Connection dropping using Duet Web API from python script
-
I guess this might be a question best addressed to @chrishamm
I'm the current keeper of Danal's TAMV/DuetWebAPI project for the Jubilee community, and I've run into some sort of buffer error constantly while using the python libraries we've got up and running.
I'm testing them out on my Duet2/Duex5 setup, running RRF3.2 and the latest DWC/etc. Our python library that runs calls to rr_gcode is now causing buffer errors on the controller constantly, and I've been getting dropped connections to the board (not the Wifi, but to DWC itself) as a result too. These issues never used to happen on the RRF2.0.5 and the old DWC at all, so I'm assuming something has changed under the hood with how API calls are processed that leads to the error.
Wifi reception is stable around -57dB, wifi module doesn't drop at all when I see these errors, and no errors are reported on a browser concurrently running a DWC session to the print, nor are they appearing anywhere on my PanelDue (using a 4 wire connector, no ribbon cable).
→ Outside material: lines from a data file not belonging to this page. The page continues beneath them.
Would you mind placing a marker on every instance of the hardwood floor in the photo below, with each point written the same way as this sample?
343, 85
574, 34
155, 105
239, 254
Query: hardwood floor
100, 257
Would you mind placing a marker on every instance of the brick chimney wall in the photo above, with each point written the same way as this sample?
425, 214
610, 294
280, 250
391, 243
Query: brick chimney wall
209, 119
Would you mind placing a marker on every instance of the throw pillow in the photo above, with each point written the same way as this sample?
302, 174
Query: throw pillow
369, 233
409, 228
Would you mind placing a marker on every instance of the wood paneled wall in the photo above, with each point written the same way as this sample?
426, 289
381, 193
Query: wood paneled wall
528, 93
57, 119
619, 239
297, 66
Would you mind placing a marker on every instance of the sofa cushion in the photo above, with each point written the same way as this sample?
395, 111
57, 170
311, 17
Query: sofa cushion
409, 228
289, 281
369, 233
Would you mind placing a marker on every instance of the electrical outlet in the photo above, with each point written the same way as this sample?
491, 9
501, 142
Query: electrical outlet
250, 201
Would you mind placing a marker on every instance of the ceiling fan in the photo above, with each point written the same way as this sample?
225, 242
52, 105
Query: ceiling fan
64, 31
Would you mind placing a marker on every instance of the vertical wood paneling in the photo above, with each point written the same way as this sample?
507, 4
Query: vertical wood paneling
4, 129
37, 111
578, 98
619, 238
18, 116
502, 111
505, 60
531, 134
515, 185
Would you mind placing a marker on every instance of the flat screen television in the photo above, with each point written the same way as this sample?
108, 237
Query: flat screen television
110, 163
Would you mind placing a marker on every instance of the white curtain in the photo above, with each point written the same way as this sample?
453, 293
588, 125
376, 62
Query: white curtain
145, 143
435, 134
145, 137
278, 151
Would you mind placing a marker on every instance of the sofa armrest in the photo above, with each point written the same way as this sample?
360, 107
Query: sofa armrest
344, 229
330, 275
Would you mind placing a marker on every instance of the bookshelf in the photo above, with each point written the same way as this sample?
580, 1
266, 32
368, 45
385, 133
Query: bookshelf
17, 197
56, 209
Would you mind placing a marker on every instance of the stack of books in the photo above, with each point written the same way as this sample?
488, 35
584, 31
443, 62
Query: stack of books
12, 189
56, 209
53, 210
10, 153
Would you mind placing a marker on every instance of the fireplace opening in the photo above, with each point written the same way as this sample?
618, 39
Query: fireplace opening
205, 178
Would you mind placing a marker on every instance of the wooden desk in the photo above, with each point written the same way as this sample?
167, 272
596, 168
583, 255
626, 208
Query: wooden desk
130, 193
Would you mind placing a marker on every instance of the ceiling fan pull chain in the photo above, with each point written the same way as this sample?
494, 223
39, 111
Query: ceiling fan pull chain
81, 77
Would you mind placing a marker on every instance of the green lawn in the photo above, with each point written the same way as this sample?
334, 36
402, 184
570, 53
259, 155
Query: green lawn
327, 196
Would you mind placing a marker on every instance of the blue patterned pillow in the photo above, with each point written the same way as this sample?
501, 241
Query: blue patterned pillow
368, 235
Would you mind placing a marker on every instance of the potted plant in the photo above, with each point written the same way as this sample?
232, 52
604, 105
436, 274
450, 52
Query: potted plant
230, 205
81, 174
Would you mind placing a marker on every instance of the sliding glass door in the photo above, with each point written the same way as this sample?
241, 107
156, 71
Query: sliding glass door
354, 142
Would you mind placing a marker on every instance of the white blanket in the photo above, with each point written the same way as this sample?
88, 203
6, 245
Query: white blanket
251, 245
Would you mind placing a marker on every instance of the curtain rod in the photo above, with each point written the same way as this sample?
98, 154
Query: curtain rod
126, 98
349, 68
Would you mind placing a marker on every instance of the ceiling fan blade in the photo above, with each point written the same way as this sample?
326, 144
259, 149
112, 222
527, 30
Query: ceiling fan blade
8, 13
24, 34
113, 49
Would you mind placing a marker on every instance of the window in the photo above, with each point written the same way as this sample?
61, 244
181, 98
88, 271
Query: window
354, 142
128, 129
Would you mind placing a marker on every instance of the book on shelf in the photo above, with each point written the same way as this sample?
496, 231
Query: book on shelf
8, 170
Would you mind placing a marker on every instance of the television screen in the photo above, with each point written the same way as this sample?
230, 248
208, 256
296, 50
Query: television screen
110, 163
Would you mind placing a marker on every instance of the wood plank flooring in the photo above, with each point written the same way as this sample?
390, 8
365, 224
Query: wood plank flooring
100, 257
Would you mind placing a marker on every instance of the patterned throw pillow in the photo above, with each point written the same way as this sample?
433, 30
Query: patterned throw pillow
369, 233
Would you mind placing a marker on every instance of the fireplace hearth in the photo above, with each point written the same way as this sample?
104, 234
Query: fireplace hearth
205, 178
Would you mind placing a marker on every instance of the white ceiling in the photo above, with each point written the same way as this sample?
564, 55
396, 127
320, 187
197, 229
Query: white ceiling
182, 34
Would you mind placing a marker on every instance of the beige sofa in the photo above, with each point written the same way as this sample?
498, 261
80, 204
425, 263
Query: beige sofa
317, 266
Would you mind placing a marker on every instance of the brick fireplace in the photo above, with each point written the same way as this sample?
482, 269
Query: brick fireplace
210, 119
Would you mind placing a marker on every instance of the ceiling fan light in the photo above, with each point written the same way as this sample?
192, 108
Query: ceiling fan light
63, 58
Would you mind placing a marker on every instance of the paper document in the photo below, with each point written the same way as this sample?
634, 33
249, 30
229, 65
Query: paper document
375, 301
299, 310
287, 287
I've tried mitigating this issue by running the following sequence for each gcode being issued:
- start a session using rr_connect and a blank password
- call rr_gcode with no parameters and check the buffer response (usually almost always at 255)
- call rr_gcode with the command to be sent
- check for "200" status reply
- call rr_disconnect
In previous iterations of the code, we simply used a fire & forget call to rr_gcode. With or without the buffer check I'm now running, I'm getting 0x0c error codes thrown by the board, and I'm getting dropped connections to DWC (again, controller is fine, not rebooting at all). FWIW I have AJAX retries set to 5 in DWC (although I'm not sure this affects the code I'm running from python at all)
Any ideas what may be going on, or how I can troubleshoot this further?
The python procedure issuing the call can be found at [this repo file on line 191].(https://github.com/HaythamB/TAMV/blob/master/DuetWebAPI.py)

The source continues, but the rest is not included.